Noch bis Heiligabend muss die Privatperson Rebecca Ammon zurückstehen. Wenn sie nach dem letzten Auftritt mit der Familie zu Hause in Maiach Weihnachten mit Gänsebraten feiert, meldet sich der Alltag zurück. Freunde wiedersehen, ein Kurzurlaub noch über Silvester – aber dann wird die angehende Abiturientin des Schuckert-Gymnasiums den versäumten Schulstoff und Klausuren nachholen.

Das Christkind ist ein Ehrenamt. Materiell haben die Darstellerinnen nichts davon, von dargebrachten Weihnachtsbasteleien und -süßigkeiten abgesehen. Die 25. Amtsinhaberin freut sich über ein Autogramm von Sängerin Nena, die sie auf der "Sternstunden"-Fernsehgala traf, und fühlt sich trotzdem reich belohnt: "Für mich zählen am meisten die Erinnerungen.
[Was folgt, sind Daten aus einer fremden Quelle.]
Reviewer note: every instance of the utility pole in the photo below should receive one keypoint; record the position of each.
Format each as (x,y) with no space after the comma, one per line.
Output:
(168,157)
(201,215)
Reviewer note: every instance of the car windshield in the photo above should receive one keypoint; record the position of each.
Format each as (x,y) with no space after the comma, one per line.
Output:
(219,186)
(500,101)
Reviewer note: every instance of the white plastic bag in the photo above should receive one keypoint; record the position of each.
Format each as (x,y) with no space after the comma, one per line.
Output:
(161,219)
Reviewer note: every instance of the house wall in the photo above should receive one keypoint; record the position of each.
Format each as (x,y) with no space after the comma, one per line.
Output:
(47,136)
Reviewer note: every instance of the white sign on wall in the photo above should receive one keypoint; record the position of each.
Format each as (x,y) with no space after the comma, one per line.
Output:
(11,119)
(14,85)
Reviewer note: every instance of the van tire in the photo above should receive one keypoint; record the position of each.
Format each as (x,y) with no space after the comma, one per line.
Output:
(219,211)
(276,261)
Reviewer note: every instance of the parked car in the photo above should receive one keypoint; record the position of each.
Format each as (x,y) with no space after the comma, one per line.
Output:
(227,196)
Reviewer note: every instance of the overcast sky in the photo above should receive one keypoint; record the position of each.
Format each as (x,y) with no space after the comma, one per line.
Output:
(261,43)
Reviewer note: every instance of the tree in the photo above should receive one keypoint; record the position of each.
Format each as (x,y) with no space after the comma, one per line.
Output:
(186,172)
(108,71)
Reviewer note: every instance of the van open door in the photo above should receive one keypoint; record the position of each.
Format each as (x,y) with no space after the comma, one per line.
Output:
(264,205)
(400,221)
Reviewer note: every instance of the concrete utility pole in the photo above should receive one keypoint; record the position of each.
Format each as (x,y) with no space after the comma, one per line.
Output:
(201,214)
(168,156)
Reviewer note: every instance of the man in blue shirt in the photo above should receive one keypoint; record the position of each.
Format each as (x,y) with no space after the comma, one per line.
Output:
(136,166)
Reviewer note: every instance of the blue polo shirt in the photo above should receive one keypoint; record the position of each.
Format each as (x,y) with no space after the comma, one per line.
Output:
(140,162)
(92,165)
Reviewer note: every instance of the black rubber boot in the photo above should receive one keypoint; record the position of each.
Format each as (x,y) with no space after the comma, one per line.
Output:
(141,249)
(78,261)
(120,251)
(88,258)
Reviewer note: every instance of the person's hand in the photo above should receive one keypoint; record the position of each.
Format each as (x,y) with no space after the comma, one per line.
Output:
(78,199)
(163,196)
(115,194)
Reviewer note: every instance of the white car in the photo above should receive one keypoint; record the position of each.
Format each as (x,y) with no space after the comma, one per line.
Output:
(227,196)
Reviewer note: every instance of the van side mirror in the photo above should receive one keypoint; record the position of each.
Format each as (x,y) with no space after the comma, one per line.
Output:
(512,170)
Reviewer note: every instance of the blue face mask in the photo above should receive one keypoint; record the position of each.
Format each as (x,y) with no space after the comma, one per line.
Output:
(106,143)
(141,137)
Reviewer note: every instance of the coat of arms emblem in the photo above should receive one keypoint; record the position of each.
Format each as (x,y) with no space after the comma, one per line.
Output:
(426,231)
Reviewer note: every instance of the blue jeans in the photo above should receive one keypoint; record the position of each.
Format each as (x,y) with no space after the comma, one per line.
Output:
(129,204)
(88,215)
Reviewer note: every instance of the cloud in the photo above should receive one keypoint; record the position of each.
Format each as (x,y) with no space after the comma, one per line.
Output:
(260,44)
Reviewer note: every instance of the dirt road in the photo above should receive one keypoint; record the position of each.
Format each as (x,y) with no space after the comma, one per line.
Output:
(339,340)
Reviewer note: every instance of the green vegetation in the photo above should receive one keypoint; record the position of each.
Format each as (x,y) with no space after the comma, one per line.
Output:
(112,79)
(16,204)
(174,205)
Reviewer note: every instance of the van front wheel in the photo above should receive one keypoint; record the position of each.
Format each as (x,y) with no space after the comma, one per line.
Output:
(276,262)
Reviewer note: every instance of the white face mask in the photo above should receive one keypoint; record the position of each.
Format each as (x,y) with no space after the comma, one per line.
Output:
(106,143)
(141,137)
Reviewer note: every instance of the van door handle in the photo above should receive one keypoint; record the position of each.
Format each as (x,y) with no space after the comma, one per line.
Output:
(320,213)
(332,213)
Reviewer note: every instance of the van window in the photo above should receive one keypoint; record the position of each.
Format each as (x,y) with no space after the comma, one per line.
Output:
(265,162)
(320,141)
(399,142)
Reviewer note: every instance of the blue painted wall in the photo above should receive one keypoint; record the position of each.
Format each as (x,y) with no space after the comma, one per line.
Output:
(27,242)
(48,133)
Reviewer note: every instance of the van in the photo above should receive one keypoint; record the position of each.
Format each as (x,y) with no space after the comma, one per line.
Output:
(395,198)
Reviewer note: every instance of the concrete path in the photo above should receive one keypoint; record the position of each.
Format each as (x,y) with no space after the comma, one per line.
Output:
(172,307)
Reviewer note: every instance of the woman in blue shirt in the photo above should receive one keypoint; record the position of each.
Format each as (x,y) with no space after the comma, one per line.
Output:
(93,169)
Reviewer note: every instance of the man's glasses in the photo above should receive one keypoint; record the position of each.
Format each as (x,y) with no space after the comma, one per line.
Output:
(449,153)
Und die bedeuten mir unglaublich viel, das merke ich daran, dass mir der Abschied jetzt zum Ende hin so schwerfällt."

Doch zunächst einmal darf Rebecca Ammon die Perücke und die Krone weiter aufsetzen. Sie schaut auf ihr Handy in den Terminplan. Am Nachmittag sind der Damenclub im Opernhaus, zwei Seniorenzentren, eine Weihnachtsfeier und der Weihnachtsmarkt in Lauf an der Reihe. Sie habe durch die vielen Begegnungen mit allen sozialen Schichten gelernt, die Gesellschaft aus vielen Blickwinkeln zu betrachten, stellt sie fest. "Irgendwie ist das alles ein Teil von mir geworden. Davon kann ich noch meinen Kindern und Enkelkindern erzählen. Die werden es auch gar nicht glauben. Oder einfach stolz sein."